The narrow bedroom, where you can't even step beside the bed, would still bother me more. Well, the main thing is that the utility room has an outside door.
We don't want to revive the tedious old discussion after all
Exactly, what must be, must be. Doors inward, the top part will be figured out later, no worries, the building savings plan isn’t due yet, we’ll think about it when the time comes, the kitchen is more than adequate, the bedroom, well, we don’t want to be running around in there anyway, right Katja, Yvonne. As my friend once said to someone who complained about the lack of headroom below deck on his ship: We don’t want to dance there but sit and have a drink.
It seems to me that everything is getting mixed up here. My impression of DG and stair position is that the drawings of EG and DG are most likely simply oriented in opposite directions.
By the way, a knee wall is the opposite of a dwarf wall: the knee wall props up the foot purlin, while the dwarf wall recedes inward (and creates a storage space behind it).
The two terms get confused because the term dwarf wall is used for the knee wall in regions where it is traditionally hardly known. Just Babylonian babbling.
It seems to me that a lot is getting mixed up here.
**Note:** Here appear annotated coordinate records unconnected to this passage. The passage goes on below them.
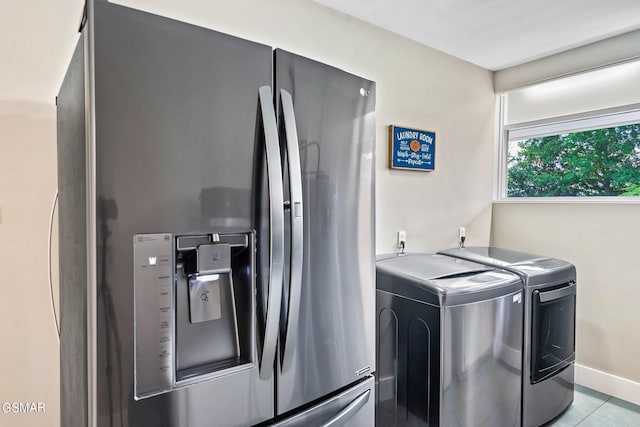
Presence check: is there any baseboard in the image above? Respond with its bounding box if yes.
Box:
[576,364,640,405]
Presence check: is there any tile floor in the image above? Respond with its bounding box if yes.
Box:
[547,384,640,427]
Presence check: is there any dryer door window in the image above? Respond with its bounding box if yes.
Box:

My impression of the DG and stairway position is that the drawings of the EG and DG are most likely oriented in opposite directions with regard to north.
I am well aware that north is opposite in both drawings. Only the section must start further north, and therefore the entrance to the bathroom and bedroom must look different.
The wooden beams on the upper floor are the same height as the window openings? According to the photo, it looks that way. How and at what height will the ceiling later meet the windows? Not that someone now simply inserts windows and later the sash gets in the way of the ceiling.
It does not. Especially not with a knee wall height of 0 and the incorrectly planned staircase. One might think they are dealing with the Schildbürger, but it is more likely the East Frisians who are messing up this nonsense here.
It is also new to me that the allocation of a building society contract can lead to miraculous space multiplication.
But you never stop learning!
I'm completely out here. If you don’t have excessive financial means and have to budget, then that’s okay. But if you build such crap with it (I hadn’t even noticed the stub wall!), where nothing is thought through at all, then it almost physically hurts me.
But (my mantra in such cases): Man’s will is his kingdom of heaven!
And Karsten, before you start singing the high praises of the utility room entrance door and perfect planning here again: Your house would absolutely not be mine, but it doesn’t have such gross and fundamental planning errors like this one. It fits with you, your situation, your/your family’s living habits. That’s okay. This is completely different here.